In this video Betsy explains why using software tools to personalize learning is important. She discusses: using software tools to personalize learning, improving assessments, instruction and intervention points.
- I have been a journalist my whole life, and I loved writing about technology. I think of myself as a science journalist. And science journalists love explaining the world and asking questions. And I loved doing that. And what happened was is that after 25 years of writing about technology, I had some sense of where technology was, and then I had kids. And, I was amazed at how the things that my kids were experiencing in school weren't the same things that I'd experienced 30-ish years ago and sort of wondered about this gap between what technology was doing and what I saw happening in schools.
And I thought a lot about whether there was some way that I could help bridge these two worlds. And it was at a time when educators were starting to ask the same question. So it was a video that came out called Shift Happens, and millions of teachers saw it. Millions of people saw it. And it kind of asked the same question. Like, "Wow, here's our world. "What's going on in the schools?" And so, around 2009, I took a kind of crazy, radical step.
And in the middle of what I hope is the biggest recession of our lifetimes, I decided to quit my job at Forbes and figure out how to kind of play a role in this emerging world of technology and education. And I wound up spending a year volunteering at our local schools as an IT person doing everything from getting under the desks and dusting out the dust bunnies and counting the number of operating systems that a school of 350 kids was using.
It was like six. And realizing that teachers had made a really rational choice to not use technology. It was just too damn hard. It was too hard, and it took too much time for any individual teacher to try to figure out how to make sense of all this crazy technology. And so, I started EdSurge with a couple of friends, and one, two were technologists and one was a former teacher.
And we really had two goals in mind. One was to try to bring together these two communities: this community of people who were starting to build technology and the community of people who potentially would want to use technology. Let's see if we can help them speak the same language. Let's see if we can help them understand each other. But pretty much so from day one, we had a second goal in mind too which is that there was nothing like a Consumer Reports. So now you started to have this technology coming out, let's also see if we can help the people who are going to use the technology ask really deep questions about what the role of this technology is.
Because when you ask those questions, you can be in command. So that's what we did. It is incredibly exciting to talk to educators and to feel that we're helping elevate their voice, that we're helping them take control of their classrooms, that we're helping them ask questions that put them in control of what's going on.

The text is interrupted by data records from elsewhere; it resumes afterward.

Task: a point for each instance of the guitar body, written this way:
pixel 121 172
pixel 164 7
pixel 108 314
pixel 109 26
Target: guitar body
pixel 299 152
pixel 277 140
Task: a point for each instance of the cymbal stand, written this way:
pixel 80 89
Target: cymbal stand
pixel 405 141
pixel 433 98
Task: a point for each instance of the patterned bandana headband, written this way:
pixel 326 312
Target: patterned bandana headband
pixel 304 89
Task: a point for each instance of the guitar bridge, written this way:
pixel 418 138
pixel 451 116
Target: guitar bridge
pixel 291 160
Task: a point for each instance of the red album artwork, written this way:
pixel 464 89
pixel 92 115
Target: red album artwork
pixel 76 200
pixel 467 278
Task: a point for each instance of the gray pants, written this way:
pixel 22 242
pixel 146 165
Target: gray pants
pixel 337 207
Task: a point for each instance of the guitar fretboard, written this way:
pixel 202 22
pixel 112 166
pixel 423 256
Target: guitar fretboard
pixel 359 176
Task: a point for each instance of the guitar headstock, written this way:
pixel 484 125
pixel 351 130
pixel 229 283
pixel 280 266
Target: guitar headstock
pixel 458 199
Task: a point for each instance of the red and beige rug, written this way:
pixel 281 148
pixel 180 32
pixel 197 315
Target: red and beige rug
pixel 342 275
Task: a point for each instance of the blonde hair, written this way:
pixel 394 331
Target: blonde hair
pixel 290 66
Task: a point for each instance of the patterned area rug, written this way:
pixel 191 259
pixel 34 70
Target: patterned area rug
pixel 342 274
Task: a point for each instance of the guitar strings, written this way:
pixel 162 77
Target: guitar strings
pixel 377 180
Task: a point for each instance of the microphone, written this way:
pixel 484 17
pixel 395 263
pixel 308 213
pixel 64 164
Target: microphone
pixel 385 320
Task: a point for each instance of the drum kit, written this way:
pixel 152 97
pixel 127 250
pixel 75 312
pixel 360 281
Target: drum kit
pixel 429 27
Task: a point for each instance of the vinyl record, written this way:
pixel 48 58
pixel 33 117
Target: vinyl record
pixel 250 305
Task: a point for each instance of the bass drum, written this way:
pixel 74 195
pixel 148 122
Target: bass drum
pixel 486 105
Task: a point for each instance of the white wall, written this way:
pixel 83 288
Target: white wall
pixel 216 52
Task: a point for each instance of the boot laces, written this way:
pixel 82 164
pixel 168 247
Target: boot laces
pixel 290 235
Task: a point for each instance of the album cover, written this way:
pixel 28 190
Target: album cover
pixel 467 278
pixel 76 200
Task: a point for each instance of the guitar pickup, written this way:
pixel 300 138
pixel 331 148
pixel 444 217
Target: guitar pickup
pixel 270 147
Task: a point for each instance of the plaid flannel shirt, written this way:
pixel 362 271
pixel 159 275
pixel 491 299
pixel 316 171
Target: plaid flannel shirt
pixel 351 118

The challenging thing is that we're still really far apart, that there's still a lot of ambiguity, a lot of confusion, a lot of noise, that sometimes we get caught up in political battles around technology when the questions are really fundamental. How do we want to teach our kids? How do we put teachers in a place so that they can do what they really want to do, which is inspire kids, give them courage, tell them that the world can be a great place if they go after it.
And does the technology help support that? That's what we're trying to share out. That's what we believe. If you look at immigration, look at the history of American immigration, in around 1910, 1920 is actually when my grandparents came to the United States, close to 14% of Americans were born someplace else. And then it went down in the 1970s to like almost four or five percent.

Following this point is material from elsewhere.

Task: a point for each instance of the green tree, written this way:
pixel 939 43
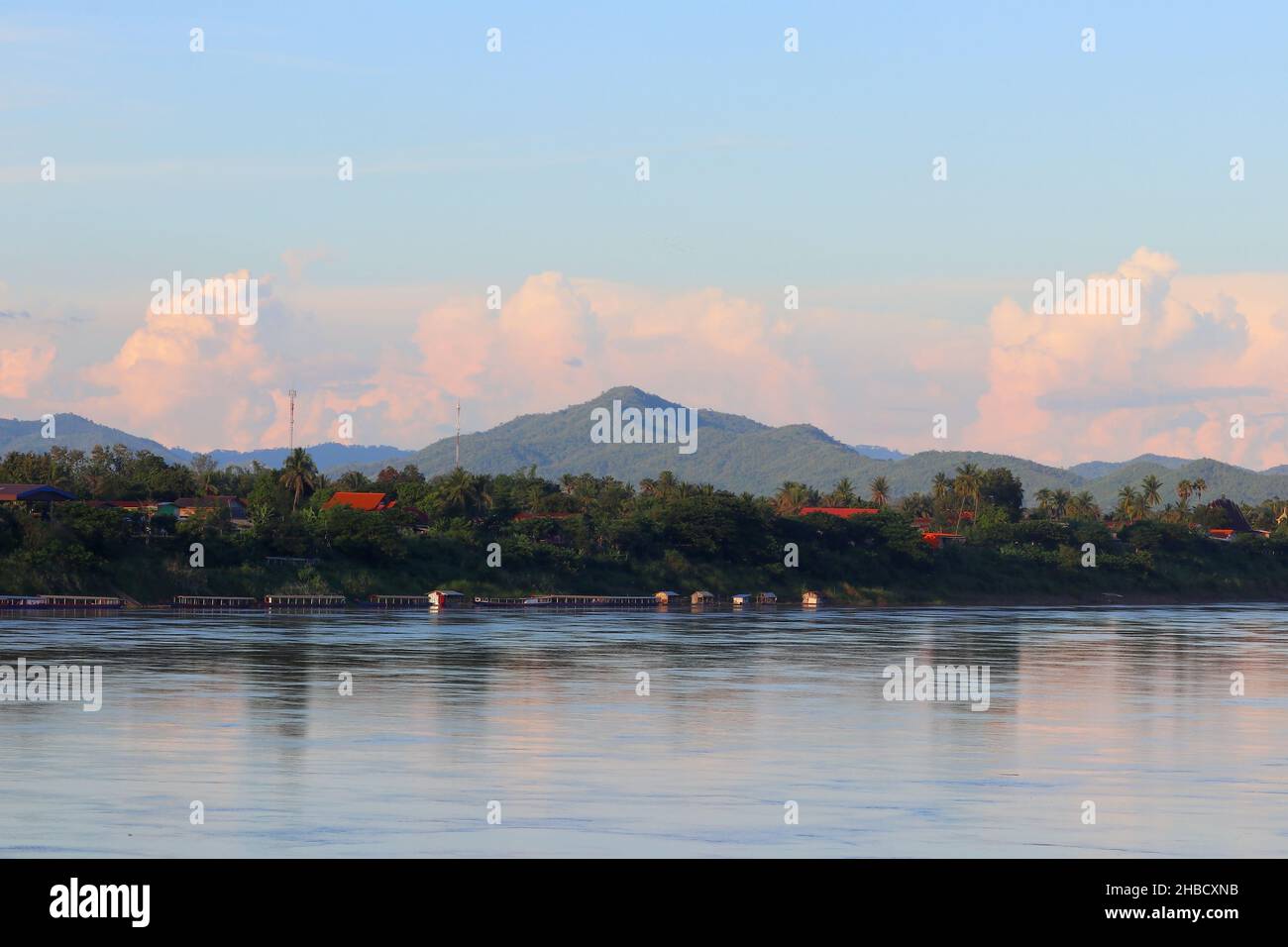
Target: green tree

Now we're going back up to a historic number. We are asking our kids to figure out so much more about the world at such an early stage. They have to not just figure out what the capitals and the states are, but what's the relevance, what's the importance. How do I ask questions about the world? How do I know what information to trust? How do I know what information not to trust? Our kids need to know a lot. And in fact, there's so much for them to know that what we started to realize is that they kind of start specializing faster.
And so then we asked questions like, "What's your passion? "What do you really care about?" Right? And then, we also want to make education relevant to our kids. So there are a lot of kids in school who just feel like, "Wow, why should I know this? "Why should I care? "This doesn't touch my life." And so, technology becomes a way to really bring context, to bring relevance into the lives of teachers and students.
And so we have to figure out how do we use the collection of tools to help kids find relevance, to help them find their passion, to help them explore further, and to make them feel that they are in command of where they're going. And so, it stands to reason that technology is gonna play a role in their lives. And that means that it needs to play a role in how we're helping prepare them for their lives.
And so, what we see right now is a generation of people who are purposefully trying to say, "Okay, here's how we do some things "in the commercial world. "Alright, what are the needs of the schools? "What are we trying to go to? "What's the problem we're trying to solve? "What's the pain point of a teacher, a student, a school? "And how do we solve that pain point?" And that's a great question to ask. And that's what we're trying to help and foster, is how do we make sure that those are the questions that are driving the technology that gets developed for the schools.